Class ChainLoRAAdapter<T>
Chain-of-LoRA adapter that implements sequential composition of multiple LoRA adapters.
public class ChainLoRAAdapter<T> : LoRAAdapterBase<T>, IDisposable, ILoRAAdapter<T>, ILayer<T>, IJitCompilable<T>, IDiagnosticsProvider, IWeightLoadable<T>
Type Parameters
TThe numeric type used for calculations, typically float or double.
- Inheritance
-
LayerBase<T>ChainLoRAAdapter<T>
- Implements
-
ILoRAAdapter<T>ILayer<T>
- Inherited Members
Remarks
Chain-of-LoRA (COLA) is an advanced LoRA technique that enables sequential composition of multiple LoRA adaptations through an iterative optimization framework. Unlike standard LoRA which applies a single low-rank adaptation, COLA builds a chain of adaptations where each adapter is trained, merged into the model, and then a new adapter is initialized for further refinement.

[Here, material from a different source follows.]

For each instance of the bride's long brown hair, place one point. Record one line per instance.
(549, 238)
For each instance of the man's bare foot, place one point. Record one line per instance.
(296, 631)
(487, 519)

This approach bridges the performance gap between standard LoRA and full fine-tuning by employing residual learning principles. Each iteration in the chain adds incremental improvements to the model's task-specific performance without incurring additional computational costs or memory overhead during inference.
Key Concepts:
Sequential Adaptation: Chain-of-LoRA applies adaptations in sequence (Task A → Task B → Task C), where each stage builds upon the previous one. This is inspired by the Frank-Wolfe optimization algorithm, which makes greedy updates along the direction of maximum improvement.
Merge and Re-initialize: After training each LoRA adapter, the learned weights are merged back into the base layer, and a new LoRA adapter is initialized. This "tying a knot" process allows the model to consolidate learned knowledge before adding new adaptations.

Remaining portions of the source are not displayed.